Voici le moment d’essayer de donner, à la lumière de cet exemple, une définition plus juste de la vertu. La vertu, ce n’est pas le convenable. Ce n’est pas être vertueux, que de se conformer au pouvoir, à l’opinion, à aucune forme d’autorité. La vertu, c’est de l’énergie, mais pas forcément appliquée au crime. On peut écarter le paradoxe stendhalien tout en gardant le principe qui a porté Stendhal à le formuler. Car, pour être simplement honnête, il faut de l’énergie, il faut du courage. La faiblesse des vertueux, c’est qu’ils pensent rarement par eux-mêmes et se contentent d’obéir à l’opinion dominante. La vertu n’est pas toujours où la loge le préjugé. Le devoir de la virtù est de combattre les contrevérités proférées par la vertu. Zola réclamant justice pour le capitaine Dreyfus servait le même idéal qu’en écrivant Nana, objet de scandale pour les vertueux de la vertu. Ne proclamons vertueux, chevalier de la virtù, que celui qui met l’honnêteté intellectuelle au-dessus des conventions de son époque, au-dessus de toute prudence dictée par l’intérêt, la peur de déplaire ou le respect humain. Ainsi aurons-nous désarmé la boutade de Feydeau, lequel, quoiqu’il ne fût pas académicien, avait bien de l’esprit. Les femmes honnêtes; disait-il, respirent la vertu, mais elles sont tout de suite essoufflées.

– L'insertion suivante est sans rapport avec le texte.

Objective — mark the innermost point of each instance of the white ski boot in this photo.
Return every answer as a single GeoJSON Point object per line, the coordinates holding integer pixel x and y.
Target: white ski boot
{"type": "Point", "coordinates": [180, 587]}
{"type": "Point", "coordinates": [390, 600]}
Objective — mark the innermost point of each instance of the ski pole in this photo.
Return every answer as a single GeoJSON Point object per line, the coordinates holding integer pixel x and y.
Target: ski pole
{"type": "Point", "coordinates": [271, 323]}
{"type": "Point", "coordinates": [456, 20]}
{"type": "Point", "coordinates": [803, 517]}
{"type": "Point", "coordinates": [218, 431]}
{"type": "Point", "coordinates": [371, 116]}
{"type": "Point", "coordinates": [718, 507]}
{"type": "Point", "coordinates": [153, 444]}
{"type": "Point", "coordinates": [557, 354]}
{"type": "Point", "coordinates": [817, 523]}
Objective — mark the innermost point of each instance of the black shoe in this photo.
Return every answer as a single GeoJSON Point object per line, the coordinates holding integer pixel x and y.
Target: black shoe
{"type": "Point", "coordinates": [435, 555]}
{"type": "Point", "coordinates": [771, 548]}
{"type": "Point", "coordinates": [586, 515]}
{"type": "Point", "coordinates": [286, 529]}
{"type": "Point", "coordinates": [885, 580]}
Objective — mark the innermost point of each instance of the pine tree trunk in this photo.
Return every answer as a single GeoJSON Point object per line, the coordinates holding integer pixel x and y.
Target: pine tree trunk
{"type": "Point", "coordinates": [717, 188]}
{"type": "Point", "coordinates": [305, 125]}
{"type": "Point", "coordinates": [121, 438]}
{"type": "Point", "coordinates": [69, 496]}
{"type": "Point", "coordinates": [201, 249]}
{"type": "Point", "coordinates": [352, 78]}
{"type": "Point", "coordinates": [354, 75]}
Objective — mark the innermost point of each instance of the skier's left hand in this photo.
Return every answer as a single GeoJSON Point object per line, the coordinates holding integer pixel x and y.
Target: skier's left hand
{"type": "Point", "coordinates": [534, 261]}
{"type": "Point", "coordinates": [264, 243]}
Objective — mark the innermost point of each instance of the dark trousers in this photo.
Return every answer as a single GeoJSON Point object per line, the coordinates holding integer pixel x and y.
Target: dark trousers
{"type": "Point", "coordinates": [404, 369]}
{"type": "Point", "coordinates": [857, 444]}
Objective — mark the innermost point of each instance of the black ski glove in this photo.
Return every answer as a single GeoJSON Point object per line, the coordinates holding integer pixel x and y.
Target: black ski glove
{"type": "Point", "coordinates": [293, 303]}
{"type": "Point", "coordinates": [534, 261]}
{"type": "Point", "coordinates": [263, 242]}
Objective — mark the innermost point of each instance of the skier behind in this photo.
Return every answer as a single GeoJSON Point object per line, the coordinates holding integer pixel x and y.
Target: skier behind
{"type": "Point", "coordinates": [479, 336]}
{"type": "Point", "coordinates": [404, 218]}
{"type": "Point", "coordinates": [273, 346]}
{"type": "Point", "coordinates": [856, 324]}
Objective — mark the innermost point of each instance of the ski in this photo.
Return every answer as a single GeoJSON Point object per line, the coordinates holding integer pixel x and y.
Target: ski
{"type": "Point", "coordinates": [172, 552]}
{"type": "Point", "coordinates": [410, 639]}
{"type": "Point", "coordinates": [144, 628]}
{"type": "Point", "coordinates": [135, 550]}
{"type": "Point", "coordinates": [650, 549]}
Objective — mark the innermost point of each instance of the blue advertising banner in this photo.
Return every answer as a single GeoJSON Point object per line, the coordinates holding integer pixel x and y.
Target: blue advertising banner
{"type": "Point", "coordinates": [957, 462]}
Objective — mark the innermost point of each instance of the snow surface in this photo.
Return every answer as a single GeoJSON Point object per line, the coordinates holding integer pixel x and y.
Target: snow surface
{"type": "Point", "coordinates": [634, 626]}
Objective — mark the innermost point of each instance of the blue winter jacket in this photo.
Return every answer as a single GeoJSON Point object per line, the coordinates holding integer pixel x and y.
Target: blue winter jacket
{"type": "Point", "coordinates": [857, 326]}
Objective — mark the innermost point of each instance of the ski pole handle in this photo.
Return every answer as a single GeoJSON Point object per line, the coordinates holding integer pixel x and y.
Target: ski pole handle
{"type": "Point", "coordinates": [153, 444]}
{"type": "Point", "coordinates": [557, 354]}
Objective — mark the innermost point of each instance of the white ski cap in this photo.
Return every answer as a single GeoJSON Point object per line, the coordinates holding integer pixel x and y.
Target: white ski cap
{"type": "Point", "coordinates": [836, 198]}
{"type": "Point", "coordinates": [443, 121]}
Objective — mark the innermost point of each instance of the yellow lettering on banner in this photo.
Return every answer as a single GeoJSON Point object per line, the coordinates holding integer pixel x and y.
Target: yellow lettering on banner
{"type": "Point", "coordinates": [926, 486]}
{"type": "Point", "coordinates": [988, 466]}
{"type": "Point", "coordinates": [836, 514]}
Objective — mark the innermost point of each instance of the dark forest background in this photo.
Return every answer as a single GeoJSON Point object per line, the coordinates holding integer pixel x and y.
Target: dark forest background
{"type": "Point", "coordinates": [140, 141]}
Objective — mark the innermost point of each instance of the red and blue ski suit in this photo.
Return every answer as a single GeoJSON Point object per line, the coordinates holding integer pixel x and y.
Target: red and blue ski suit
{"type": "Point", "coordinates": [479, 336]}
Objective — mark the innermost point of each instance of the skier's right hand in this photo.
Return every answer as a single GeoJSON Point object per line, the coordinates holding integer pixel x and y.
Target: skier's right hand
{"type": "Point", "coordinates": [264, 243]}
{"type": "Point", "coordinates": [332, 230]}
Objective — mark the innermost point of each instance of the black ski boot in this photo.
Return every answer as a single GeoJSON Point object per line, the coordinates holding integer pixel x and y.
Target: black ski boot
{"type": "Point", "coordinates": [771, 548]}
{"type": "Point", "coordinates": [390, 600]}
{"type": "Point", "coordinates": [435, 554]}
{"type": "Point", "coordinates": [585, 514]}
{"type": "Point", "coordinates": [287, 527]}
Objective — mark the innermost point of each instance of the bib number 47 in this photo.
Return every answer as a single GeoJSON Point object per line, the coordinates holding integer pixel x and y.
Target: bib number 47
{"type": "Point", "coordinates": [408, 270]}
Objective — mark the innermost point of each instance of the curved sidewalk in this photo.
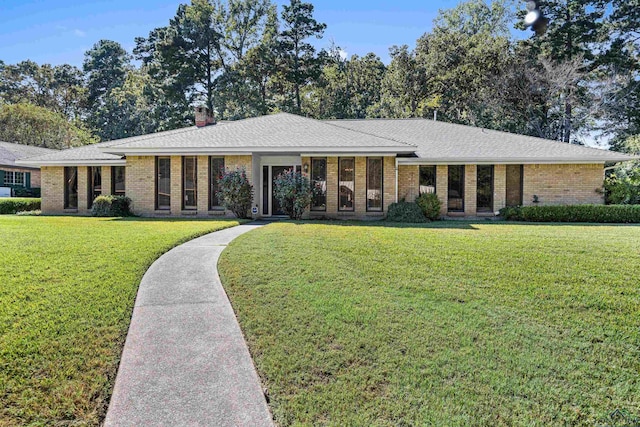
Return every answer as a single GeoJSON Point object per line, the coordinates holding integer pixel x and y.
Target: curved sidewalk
{"type": "Point", "coordinates": [185, 361]}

L’honnêteté intellectuelle, non la moralité de coutume je crois que c’est la plus rare des vertus, la seule qui mérite ce nom, la seule pour laquelle il vaille la peine de batailler. Elle ne figure pas sur l’échelle de saint Jean Climaque, peinte sur le mur de Sucevita. Peut-être est-elle si difficile à pratiquer qu’on a épargné cette épreuve aux moines, de peur qu’aucun d’eux ne parvienne à la surmonter.